States do, however, typically bring in any Treasury Department guidance from the year of the IRC to which they conform, and they often rely on the current calculation of federal adjusted gross income as their own starting point even without specifically conforming to all the provisions in federal law which inform that calculation. As such, it is likely that many states will indeed bring in the income exclusion, but since conformity alone does not guarantee such an exclusion, it would make sense for every state with an income tax to clarify its intended policy regarding the taxation of forgiven PPP loans.
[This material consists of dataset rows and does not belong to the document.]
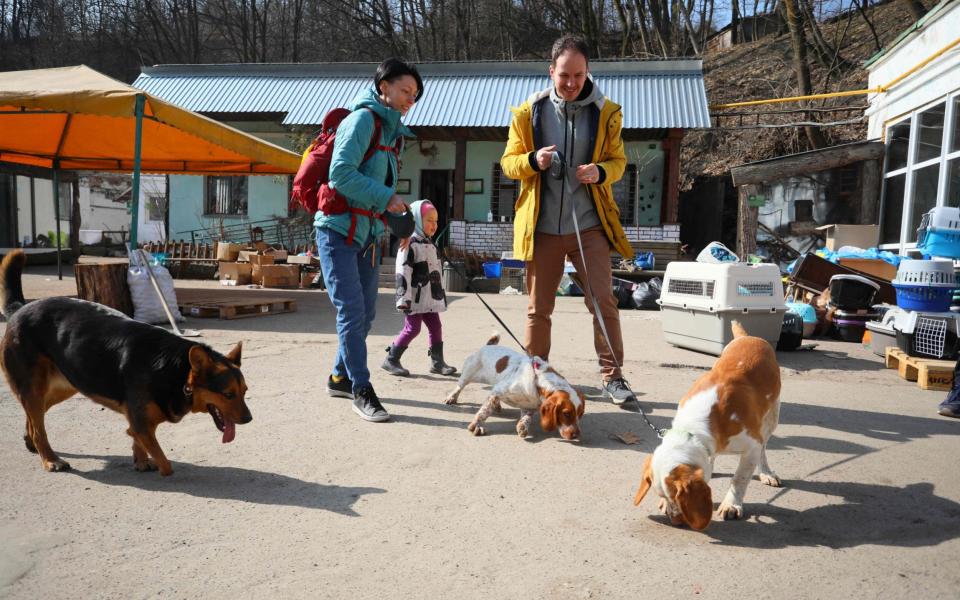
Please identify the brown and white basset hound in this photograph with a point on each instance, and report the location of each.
(733, 409)
(524, 382)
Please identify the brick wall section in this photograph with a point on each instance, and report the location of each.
(495, 238)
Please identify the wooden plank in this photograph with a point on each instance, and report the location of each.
(935, 377)
(929, 374)
(777, 169)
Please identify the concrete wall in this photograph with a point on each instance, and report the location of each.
(99, 209)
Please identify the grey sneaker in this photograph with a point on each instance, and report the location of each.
(618, 391)
(344, 389)
(367, 405)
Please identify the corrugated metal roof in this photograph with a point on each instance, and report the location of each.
(654, 94)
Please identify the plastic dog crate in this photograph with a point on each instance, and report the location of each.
(700, 300)
(931, 335)
(852, 292)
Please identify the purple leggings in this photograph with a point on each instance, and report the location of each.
(411, 328)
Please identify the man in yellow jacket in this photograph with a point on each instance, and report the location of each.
(565, 149)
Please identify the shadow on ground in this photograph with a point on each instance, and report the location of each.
(228, 483)
(857, 514)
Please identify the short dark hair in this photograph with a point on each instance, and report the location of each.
(393, 69)
(571, 43)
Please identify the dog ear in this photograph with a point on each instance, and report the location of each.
(234, 355)
(548, 413)
(645, 482)
(694, 499)
(199, 359)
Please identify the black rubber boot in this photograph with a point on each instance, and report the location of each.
(436, 359)
(391, 364)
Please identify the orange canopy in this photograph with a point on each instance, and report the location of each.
(74, 118)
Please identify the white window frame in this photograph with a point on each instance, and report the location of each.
(950, 114)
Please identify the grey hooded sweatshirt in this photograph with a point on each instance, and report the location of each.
(567, 125)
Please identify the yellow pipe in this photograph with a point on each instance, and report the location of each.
(877, 90)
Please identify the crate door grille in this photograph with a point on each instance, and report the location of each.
(930, 336)
(691, 287)
(755, 288)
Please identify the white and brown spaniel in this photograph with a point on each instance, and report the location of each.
(524, 382)
(733, 409)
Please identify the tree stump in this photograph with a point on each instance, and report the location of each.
(104, 284)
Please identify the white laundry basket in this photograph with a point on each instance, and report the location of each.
(699, 301)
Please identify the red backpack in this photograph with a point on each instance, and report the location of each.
(311, 185)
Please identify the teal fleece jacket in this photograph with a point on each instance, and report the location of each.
(364, 185)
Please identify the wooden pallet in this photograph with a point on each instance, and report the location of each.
(231, 304)
(929, 374)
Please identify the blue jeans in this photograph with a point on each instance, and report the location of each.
(350, 273)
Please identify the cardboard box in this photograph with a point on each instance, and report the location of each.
(235, 273)
(278, 255)
(228, 252)
(872, 266)
(261, 259)
(306, 278)
(279, 275)
(861, 236)
(296, 259)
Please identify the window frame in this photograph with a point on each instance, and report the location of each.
(209, 204)
(951, 115)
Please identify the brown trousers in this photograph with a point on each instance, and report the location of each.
(544, 273)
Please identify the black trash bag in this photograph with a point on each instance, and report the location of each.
(646, 294)
(791, 332)
(623, 291)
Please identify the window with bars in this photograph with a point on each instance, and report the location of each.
(503, 196)
(625, 194)
(922, 169)
(225, 196)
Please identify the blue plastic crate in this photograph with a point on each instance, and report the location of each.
(491, 270)
(923, 297)
(940, 242)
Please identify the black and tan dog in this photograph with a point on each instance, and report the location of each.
(56, 347)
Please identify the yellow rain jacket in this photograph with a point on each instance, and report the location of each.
(607, 153)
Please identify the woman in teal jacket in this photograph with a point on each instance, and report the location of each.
(347, 242)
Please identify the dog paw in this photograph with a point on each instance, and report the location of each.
(770, 479)
(144, 466)
(57, 465)
(729, 512)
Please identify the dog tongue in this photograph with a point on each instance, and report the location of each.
(229, 431)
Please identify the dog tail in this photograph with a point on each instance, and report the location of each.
(11, 290)
(738, 330)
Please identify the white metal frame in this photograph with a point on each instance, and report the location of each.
(951, 113)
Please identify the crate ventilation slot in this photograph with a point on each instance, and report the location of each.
(760, 288)
(691, 287)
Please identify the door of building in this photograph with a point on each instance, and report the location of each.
(436, 185)
(8, 212)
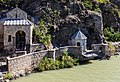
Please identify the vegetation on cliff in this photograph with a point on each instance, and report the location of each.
(61, 18)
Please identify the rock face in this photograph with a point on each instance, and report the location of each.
(73, 16)
(64, 17)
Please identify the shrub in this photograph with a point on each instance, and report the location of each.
(76, 62)
(8, 76)
(64, 61)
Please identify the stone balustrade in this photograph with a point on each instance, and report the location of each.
(20, 64)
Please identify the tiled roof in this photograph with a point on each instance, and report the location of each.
(79, 35)
(15, 22)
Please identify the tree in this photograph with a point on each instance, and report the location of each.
(111, 49)
(41, 34)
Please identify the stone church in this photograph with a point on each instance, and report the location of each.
(15, 30)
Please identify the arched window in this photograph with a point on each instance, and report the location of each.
(9, 38)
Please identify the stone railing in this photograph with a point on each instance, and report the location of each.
(30, 61)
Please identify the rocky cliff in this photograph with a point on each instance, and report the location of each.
(64, 17)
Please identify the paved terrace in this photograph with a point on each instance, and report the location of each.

It is also important to note that, unlike other CARES Act provisions, conforming to the federal income exclusion for PPP loan forgiveness will not reduce state revenue (since states had not counted on the existence of this income), so it is easier for states to offer this same relief at the state level. States that do not conform to the CARES Act—either because they remain conformed to a prior year’s version of the IRC or because they are choosing to decouple from various provisions—ought to be careful in how they address this provision so as to avoid accidentally taxing forgiven loans.
Separately, while the CARES Act specifies that forgiven PPP loans will not be taxed as income at the federal level, current Treasury Department guidance has clarified that taxpayers who receive loan forgiveness under the PPP will not be eligible to deduct certain payroll, rent, and other expenses from income if those expenses were covered by a forgiven PPP loan. The worst possible outcome, then, would be for a state to conform to the expense addback while simultaneously decoupling from the income exclusion, as this would result in states double-taxing forgiven PPP loans (both taxing the forgiven amounts as income and disallowing the associated expenses). This would undermine the federal benefit a business receives from retaining its employees under the PPP program’s rules and is contrary to the bipartisan spirit in which the CARES Act sought to minimize financial hardship for taxpayers during these unprecedented economic conditions.
“Retail Glitch” Fix
Finally, the CARES Act made an important technical correction to the cost recovery treatment of qualified improvement property (QIP), fixing a clerical error in the TCJA—known as the “retail glitch”—which prevented certain investments from qualifying for 100 percent bonus depreciation. The error increased the after-tax cost of investing in interior improvements and remodeling, such as the installation of new flooring, lighting, and sprinkler systems, subjecting those types of property to a much longer-than-intended cost recovery period.
After the TCJA was enacted, many states conformed to the TCJA’s pro-growth full expensing provisions under IRC Section 168(k), but in so doing, brought the “retail glitch” into their own tax codes. States should therefore prioritize conforming to this CARES Act correction, removing the error’s unintended negative impact on retailers, restaurants, movie theaters, and other businesses that rely heavily on interior investments (many of which are facing severe financial difficulty during this time). Conforming to this change will allow businesses to deduct those investments in the year they are made instead of incrementally over years or even decades.